Feature Name: Raft consistency checker
Status: completed
Start Date: 2016-02-10
Authors: Ben Darnell, David Eisenstat, Bram Gruneir, Vivek Menezes
RFC PR: #4317, #8032
Cockroach Issues: #837, #7739

Summary

An online consistency checker that periodically compares snapshots of range replicas at a specific point in the Raft log. These snapshots should be the same.

An API for direct invocation of the checker, to be used in tests and the CLI.

Motivation

Consistency! Correctness at scale.

Design

Each node scans continuously through its local range replicas, periodically initiating a consistency check on ranges for which it is currently the lease holder.

The initiator of the check invokes the Raft command ComputeChecksum (in roachpb.RequestUnion), marking the point at which all replicas take a snapshot and compute its checksum.
Outside of Raft, the initiator invokes CollectChecksum (in service internal) on the other replicas. The request message includes the initiator's checksum so that whenever a replica's checksum is inconsistent, both parties can log that fact.
If the initiator discovers an inconsistency, it immediately retries the check with the snapshot option set to true. In this mode, inconsistent replicas include their full snapshot in their CollectChecksum response. The initiator retains its own snapshot long enough to log the diffs and panic (so that someone will notice).

Details

The initiator of a consistency check chooses a UUID that relates its CollectChecksum requests to its ComputeChecksum request (checksum_id). Retried checks use a different UUID.

Replicas store information about ongoing consistency checks in a map keyed by UUID. The entries of this map expire after some time so that failures don't cause memory leaks.

To avoid blocking Raft, replicas handle ComputeChecksum requests asynchronously via MVCC. CollectChecksum calls are outside of Raft and block until the response checksum is ready. Because the channels are separate, replicas may receive related requests out of order.
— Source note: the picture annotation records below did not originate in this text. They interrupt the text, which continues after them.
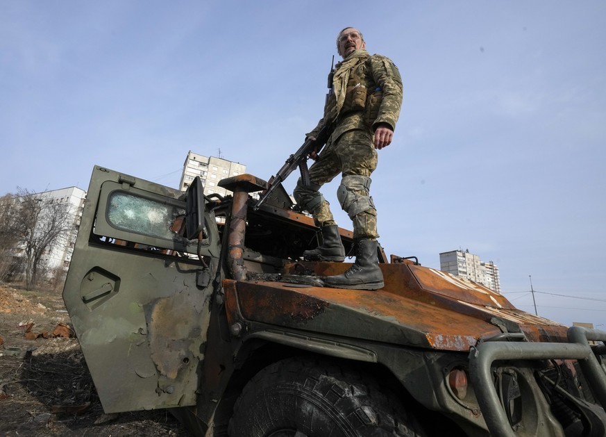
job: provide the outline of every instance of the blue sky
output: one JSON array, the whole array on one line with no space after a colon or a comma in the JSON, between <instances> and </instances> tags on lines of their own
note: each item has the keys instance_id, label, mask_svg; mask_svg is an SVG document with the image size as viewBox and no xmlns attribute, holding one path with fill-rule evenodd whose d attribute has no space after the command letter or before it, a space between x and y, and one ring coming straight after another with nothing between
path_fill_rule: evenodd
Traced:
<instances>
[{"instance_id":1,"label":"blue sky","mask_svg":"<svg viewBox=\"0 0 606 437\"><path fill-rule=\"evenodd\" d=\"M606 324L605 22L597 0L0 0L0 194L86 190L95 164L176 187L189 150L269 179L354 26L404 82L373 175L386 252L469 249L520 308L532 275L539 315Z\"/></svg>"}]
</instances>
ComputeChecksum requests have a version field, which specifies the checksum algorithm. This allows us to switch algorithms without downtime. The current algorithm is to apply SHA-512 to all of the KV pairs returned from replicaDataIterator.
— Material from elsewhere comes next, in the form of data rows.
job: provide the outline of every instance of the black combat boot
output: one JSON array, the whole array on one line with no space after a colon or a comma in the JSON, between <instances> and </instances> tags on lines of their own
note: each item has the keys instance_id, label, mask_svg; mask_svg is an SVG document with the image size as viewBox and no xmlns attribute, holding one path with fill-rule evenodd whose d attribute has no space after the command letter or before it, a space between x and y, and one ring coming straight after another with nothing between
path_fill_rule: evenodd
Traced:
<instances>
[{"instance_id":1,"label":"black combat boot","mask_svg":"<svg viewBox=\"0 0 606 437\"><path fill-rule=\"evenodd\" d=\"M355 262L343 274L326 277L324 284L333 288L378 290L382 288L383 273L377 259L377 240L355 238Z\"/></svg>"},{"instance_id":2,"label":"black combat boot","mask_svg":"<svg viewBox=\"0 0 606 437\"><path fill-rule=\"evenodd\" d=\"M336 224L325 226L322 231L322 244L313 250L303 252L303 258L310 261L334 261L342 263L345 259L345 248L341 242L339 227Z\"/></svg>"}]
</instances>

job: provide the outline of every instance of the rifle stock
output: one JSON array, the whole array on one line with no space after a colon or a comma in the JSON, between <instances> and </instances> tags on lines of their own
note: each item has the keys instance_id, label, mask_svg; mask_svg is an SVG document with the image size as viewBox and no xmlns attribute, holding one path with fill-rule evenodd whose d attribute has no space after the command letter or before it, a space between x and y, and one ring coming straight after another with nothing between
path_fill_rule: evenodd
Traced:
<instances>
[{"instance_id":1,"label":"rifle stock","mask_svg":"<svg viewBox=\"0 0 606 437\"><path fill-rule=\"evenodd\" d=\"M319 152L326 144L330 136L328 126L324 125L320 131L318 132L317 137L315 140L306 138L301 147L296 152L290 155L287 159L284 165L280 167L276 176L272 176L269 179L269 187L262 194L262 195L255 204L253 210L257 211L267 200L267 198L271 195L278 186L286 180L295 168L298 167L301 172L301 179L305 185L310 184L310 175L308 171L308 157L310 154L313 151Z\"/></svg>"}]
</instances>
If the initiator needs to retry a consistency check but finds that the range has been split or merged, it logs an error instead.

API

A cockroach node will support a command through which an admin or a test can check the consistency of all ranges for which it is a lease holder using the same mechanism provided for the periodic consistency checker. This will be used in all acceptance tests.

Later if needed it will be useful to support a CLI command for an admin to run consistency checks over a section of the KV map: e.g., [roachpb.KeyMin, roachpb.KeyMax). Since the underlying ranges within a specified KV section of the map can change while consistency is being checked, this command will be implemented through kv.DistSender to allow command retries in the event of range splits/merges.

Failure scenarios

If the initiator of a consistency check dies, the check dies with it. This is acceptable because future range lease holders will initiate new checks. Replicas that compute a checksum anyway store it until it expires.

It doesn't matter whether the initiator remains the range lease holder. The reason that the lease holder initiates is to avoid concurrent consistency checks on the same range, but there is no correctness issue.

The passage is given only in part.